Segundo a acusação, a médica Juliana Brasil teria emitido uma prescrição eletrônica com uma dose excessiva de adrenalina para administração intravenosa. Posteriormente, a técnica de enfermagem Raíza Bentes teria administrado o medicamento exatamente conforme a prescrição, o que, segundo o MPAM, resultou na morte da criança.
Outros envolvidos são inocentados e processos arquivados
Na mesma decisão, o juiz homologou o arquivamento parcial das investigações. Isso significa que gestores do hospital e médicos plantonistas que chegaram a ser investigados não responderão criminalmente pelo caso. As denúncias contra a médica Juliana Brasil por suspeita de fraude processual e falsidade ideológica, relacionadas ao uso de documentos e carimbos de especialista em pediatria sem o devido Registro de Qualificação de Especialista (RQE), também foram arquivadas.
A família de Benício, representada pelos pais Bruno Mello de Freitas e Joyce Xavier de Carvalho, foi habilitada como assistente de acusação. Eles poderão acompanhar o processo ao lado do Ministério Público, garantindo que a defesa dos seus interesses seja feita de forma mais próxima.
Detalhes da aplicação do medicamento e o agravamento do quadro
Segundo o pai de Benício, Bruno Freitas, o menino foi levado ao hospital com sintomas de tosse seca e suspeita de laringite. A médica teria prescrito lavagem nasal, soro, xarope e, crucialmente, três doses de adrenalina intravenosa, com intervalo de 30 minutos entre elas. A família chegou a questionar a técnica de enfermagem sobre a prescrição, mas a aplicação seguiu conforme determinado.
Logo após a primeira aplicação da adrenalina, Benício apresentou uma piora súbita no seu estado de saúde. A equipe médica o levou para a sala vermelha, onde seu quadro se agravou ainda mais. A oxigenação do menino caiu drasticamente, levando à necessidade de acionar outra médica e solicitar um leito de UTI.
Morte na UTI e desdobramentos do caso Benício
Na UTI, o estado de Benício continuou a deteriorar. Durante o procedimento de intubação, o menino sofreu as primeiras paradas cardíacas. O pai relatou que houve sangramento devido ao vômito durante a intubação. Apesar das manobras de reanimação, o quadro permaneceu instável, com rápidas oscilações na oxigenação.
Minutos depois, Benício apresentou nova piora e não respondeu às tentativas de reanimação, vindo a falecer às 2h55 do domingo. Em nota, o Hospital Santa Júlia informou o afastamento da médica e da técnica de enfermagem envolvidas e a abertura de uma investigação interna pela Comissão de Óbito e Segurança do Paciente.

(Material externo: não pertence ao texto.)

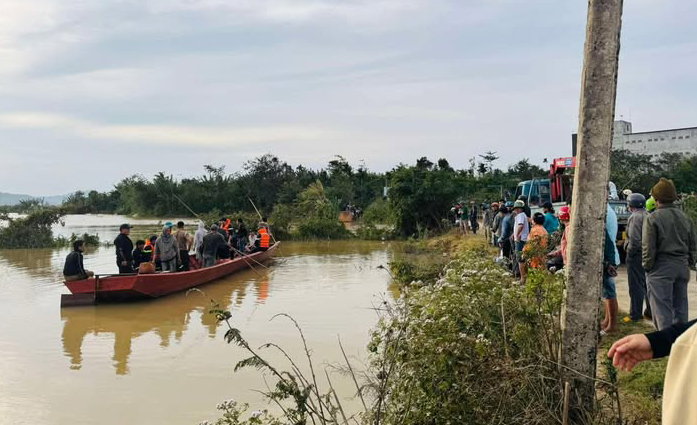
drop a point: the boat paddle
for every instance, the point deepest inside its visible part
(245, 260)
(242, 254)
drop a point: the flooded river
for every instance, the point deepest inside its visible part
(164, 361)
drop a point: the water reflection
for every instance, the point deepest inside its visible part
(36, 262)
(168, 317)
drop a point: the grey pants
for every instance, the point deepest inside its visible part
(667, 284)
(170, 265)
(636, 276)
(208, 260)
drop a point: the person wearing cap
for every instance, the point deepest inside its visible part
(521, 230)
(496, 223)
(124, 249)
(167, 250)
(611, 259)
(551, 221)
(74, 268)
(210, 245)
(140, 255)
(636, 275)
(527, 210)
(506, 233)
(669, 249)
(487, 218)
(650, 205)
(474, 213)
(184, 240)
(564, 218)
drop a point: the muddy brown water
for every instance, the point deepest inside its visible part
(165, 360)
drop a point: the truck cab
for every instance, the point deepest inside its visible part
(557, 189)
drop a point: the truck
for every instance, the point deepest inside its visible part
(557, 188)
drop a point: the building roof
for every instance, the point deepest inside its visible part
(658, 131)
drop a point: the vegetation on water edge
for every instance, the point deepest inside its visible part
(419, 199)
(35, 230)
(468, 346)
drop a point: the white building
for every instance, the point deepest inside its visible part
(654, 143)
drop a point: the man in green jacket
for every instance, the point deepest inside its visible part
(669, 250)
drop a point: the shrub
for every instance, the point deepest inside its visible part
(471, 348)
(32, 231)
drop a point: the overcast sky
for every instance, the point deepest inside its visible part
(94, 91)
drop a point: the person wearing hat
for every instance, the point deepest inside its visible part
(506, 233)
(524, 198)
(611, 259)
(487, 220)
(167, 250)
(636, 275)
(650, 205)
(495, 223)
(124, 249)
(551, 221)
(564, 218)
(669, 249)
(521, 230)
(474, 215)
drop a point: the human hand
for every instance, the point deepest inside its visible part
(629, 351)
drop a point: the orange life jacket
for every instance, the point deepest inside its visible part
(265, 238)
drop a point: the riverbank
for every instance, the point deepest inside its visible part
(639, 391)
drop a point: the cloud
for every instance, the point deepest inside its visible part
(164, 134)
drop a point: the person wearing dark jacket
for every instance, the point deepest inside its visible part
(74, 268)
(636, 275)
(124, 250)
(669, 249)
(678, 340)
(242, 235)
(211, 245)
(139, 255)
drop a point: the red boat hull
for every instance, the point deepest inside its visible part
(128, 288)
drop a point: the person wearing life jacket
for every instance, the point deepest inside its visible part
(264, 239)
(148, 250)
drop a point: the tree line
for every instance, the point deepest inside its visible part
(419, 195)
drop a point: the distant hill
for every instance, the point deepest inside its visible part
(14, 198)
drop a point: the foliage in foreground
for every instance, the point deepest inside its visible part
(470, 347)
(35, 230)
(32, 231)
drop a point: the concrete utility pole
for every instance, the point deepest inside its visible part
(580, 314)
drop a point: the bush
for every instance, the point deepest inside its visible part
(471, 348)
(322, 228)
(32, 231)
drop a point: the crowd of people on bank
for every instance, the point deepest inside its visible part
(170, 251)
(660, 247)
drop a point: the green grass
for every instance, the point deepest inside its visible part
(641, 389)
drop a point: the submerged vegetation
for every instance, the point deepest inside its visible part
(464, 345)
(34, 230)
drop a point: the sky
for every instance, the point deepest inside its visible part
(92, 92)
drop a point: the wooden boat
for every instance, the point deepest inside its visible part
(116, 288)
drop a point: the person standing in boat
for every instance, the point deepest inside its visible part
(124, 249)
(211, 242)
(167, 250)
(184, 241)
(242, 235)
(139, 254)
(198, 240)
(264, 239)
(74, 268)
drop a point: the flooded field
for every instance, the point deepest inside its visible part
(165, 361)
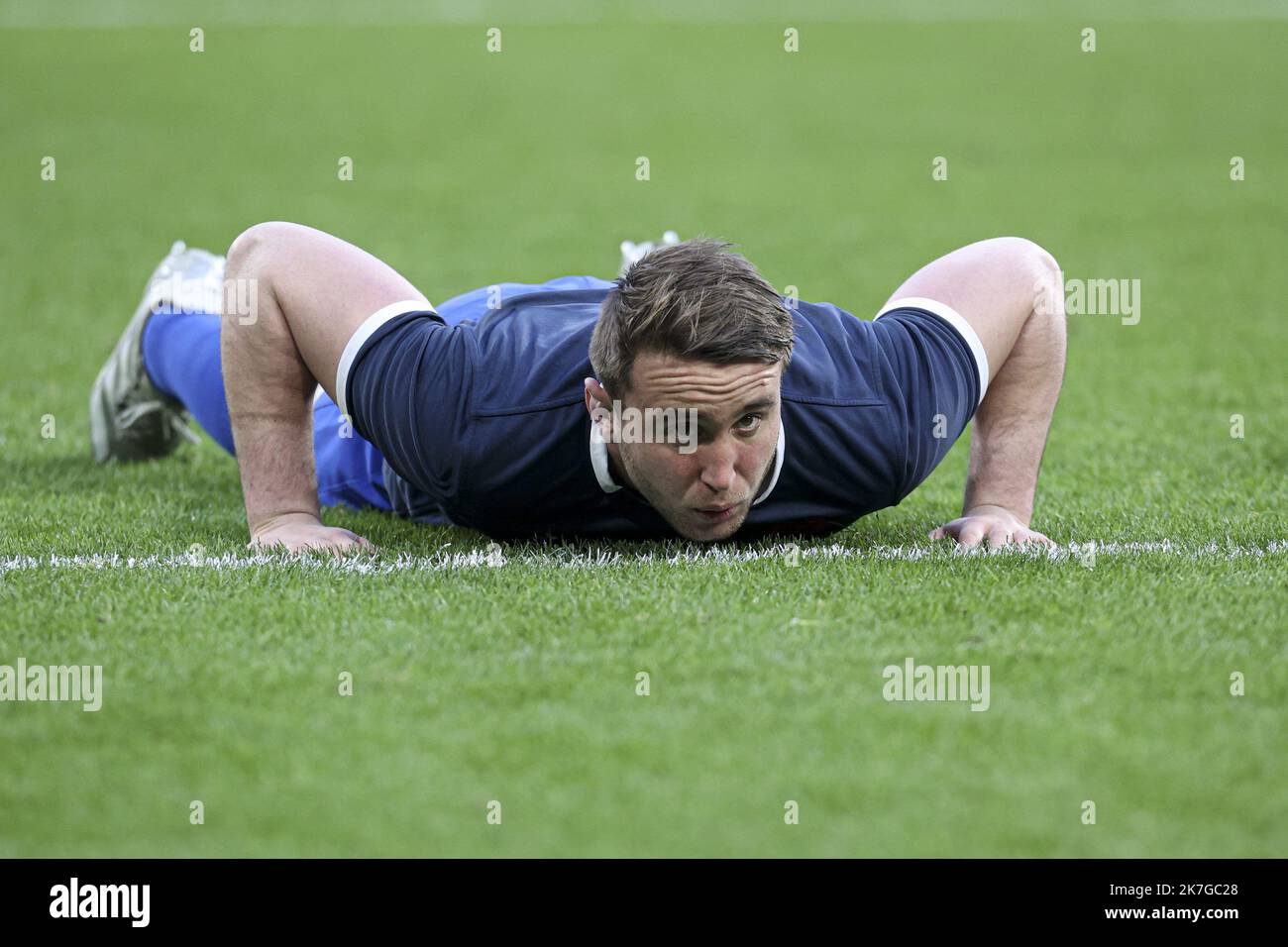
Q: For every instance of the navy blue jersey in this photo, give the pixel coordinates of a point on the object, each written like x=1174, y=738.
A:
x=478, y=411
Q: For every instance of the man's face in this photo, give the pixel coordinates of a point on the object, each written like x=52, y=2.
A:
x=704, y=486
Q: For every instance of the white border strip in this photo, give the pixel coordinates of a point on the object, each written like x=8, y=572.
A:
x=359, y=339
x=953, y=318
x=596, y=557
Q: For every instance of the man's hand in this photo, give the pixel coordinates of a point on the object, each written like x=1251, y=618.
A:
x=299, y=532
x=993, y=523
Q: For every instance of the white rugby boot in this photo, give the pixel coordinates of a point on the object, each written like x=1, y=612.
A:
x=129, y=419
x=632, y=252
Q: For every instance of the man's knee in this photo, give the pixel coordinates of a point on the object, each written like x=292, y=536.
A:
x=253, y=247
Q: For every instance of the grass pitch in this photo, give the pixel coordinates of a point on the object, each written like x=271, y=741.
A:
x=513, y=677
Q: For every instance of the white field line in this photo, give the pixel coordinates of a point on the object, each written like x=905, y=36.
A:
x=496, y=557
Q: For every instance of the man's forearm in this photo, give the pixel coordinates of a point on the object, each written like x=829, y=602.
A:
x=1013, y=420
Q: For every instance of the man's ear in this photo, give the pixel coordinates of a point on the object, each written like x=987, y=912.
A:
x=599, y=406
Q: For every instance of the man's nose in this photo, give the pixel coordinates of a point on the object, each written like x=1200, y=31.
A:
x=717, y=467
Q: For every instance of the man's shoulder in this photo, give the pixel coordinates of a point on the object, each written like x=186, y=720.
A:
x=532, y=351
x=835, y=359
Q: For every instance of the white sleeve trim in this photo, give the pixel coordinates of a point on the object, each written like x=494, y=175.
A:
x=953, y=318
x=359, y=339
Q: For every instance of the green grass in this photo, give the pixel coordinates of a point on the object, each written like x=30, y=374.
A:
x=518, y=684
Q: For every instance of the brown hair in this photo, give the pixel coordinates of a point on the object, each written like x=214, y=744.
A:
x=698, y=300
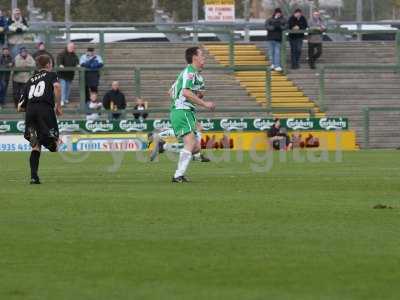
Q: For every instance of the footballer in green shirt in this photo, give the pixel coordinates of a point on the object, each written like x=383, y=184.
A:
x=187, y=93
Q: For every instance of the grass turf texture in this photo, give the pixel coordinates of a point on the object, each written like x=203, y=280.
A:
x=301, y=231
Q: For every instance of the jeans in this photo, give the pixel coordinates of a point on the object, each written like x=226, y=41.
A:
x=296, y=46
x=274, y=51
x=314, y=52
x=65, y=90
x=3, y=90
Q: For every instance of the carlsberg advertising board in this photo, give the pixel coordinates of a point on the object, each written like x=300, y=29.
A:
x=226, y=124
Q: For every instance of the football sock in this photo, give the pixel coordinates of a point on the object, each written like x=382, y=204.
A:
x=198, y=136
x=34, y=162
x=197, y=156
x=184, y=159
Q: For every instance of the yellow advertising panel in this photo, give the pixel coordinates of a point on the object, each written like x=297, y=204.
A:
x=219, y=2
x=328, y=140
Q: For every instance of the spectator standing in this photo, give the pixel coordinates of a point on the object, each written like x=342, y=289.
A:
x=114, y=100
x=67, y=58
x=317, y=27
x=3, y=28
x=94, y=108
x=6, y=62
x=140, y=105
x=22, y=60
x=297, y=22
x=17, y=26
x=41, y=50
x=275, y=27
x=93, y=63
x=278, y=137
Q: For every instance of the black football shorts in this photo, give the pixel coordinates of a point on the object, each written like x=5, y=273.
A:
x=41, y=125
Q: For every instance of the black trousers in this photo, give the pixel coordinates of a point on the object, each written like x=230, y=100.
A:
x=314, y=52
x=296, y=46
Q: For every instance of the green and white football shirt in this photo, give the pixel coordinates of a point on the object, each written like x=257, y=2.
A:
x=191, y=79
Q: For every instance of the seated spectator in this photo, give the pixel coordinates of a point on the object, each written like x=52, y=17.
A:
x=6, y=62
x=140, y=105
x=296, y=140
x=22, y=60
x=93, y=63
x=3, y=28
x=114, y=100
x=17, y=26
x=312, y=142
x=67, y=58
x=278, y=137
x=94, y=107
x=42, y=51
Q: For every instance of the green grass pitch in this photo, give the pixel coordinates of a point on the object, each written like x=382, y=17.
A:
x=301, y=231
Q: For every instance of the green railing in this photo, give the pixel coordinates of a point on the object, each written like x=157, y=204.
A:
x=137, y=83
x=322, y=100
x=49, y=33
x=366, y=119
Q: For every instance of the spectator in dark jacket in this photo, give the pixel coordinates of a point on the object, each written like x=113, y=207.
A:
x=42, y=51
x=297, y=22
x=67, y=58
x=317, y=27
x=278, y=137
x=140, y=105
x=6, y=62
x=3, y=28
x=17, y=26
x=93, y=63
x=114, y=100
x=275, y=27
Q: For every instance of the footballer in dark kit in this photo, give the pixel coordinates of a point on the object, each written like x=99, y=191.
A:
x=41, y=101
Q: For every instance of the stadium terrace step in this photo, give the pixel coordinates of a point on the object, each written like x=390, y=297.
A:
x=348, y=92
x=222, y=86
x=283, y=91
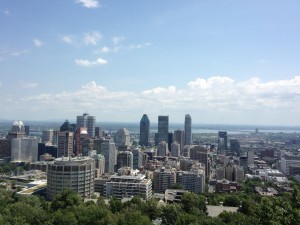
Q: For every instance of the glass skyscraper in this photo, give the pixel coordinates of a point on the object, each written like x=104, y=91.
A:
x=188, y=130
x=144, y=130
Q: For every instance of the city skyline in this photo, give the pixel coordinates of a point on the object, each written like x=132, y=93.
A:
x=225, y=62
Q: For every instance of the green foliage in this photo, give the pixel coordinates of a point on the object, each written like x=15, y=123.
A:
x=231, y=200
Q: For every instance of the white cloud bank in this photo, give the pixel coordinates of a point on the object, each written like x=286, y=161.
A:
x=38, y=43
x=217, y=99
x=89, y=3
x=87, y=63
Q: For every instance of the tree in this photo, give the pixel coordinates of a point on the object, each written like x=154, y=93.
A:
x=232, y=200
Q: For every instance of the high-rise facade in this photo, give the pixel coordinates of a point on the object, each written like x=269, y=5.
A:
x=87, y=121
x=162, y=149
x=144, y=130
x=76, y=173
x=163, y=179
x=65, y=143
x=163, y=129
x=24, y=149
x=124, y=159
x=108, y=149
x=200, y=153
x=175, y=149
x=122, y=137
x=179, y=137
x=128, y=185
x=188, y=130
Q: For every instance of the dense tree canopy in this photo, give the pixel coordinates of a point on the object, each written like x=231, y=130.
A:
x=68, y=208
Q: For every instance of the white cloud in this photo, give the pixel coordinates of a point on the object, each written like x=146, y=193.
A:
x=38, y=43
x=89, y=3
x=134, y=46
x=28, y=85
x=7, y=12
x=92, y=38
x=87, y=63
x=68, y=39
x=208, y=100
x=19, y=53
x=105, y=49
x=118, y=39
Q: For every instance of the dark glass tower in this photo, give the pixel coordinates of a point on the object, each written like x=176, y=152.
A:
x=163, y=129
x=144, y=130
x=188, y=130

A Justiça também determinou o levantamento parcial do segredo de justiça, mas manterá sob sigilo imagens e registros da vítima em estado grave ou após a morte, visando proteger a dignidade da criança e de seus familiares. As rés, Juliana Brasil e Raíza Bentes, deverão ser citadas para apresentar defesa por escrito em até dez dias.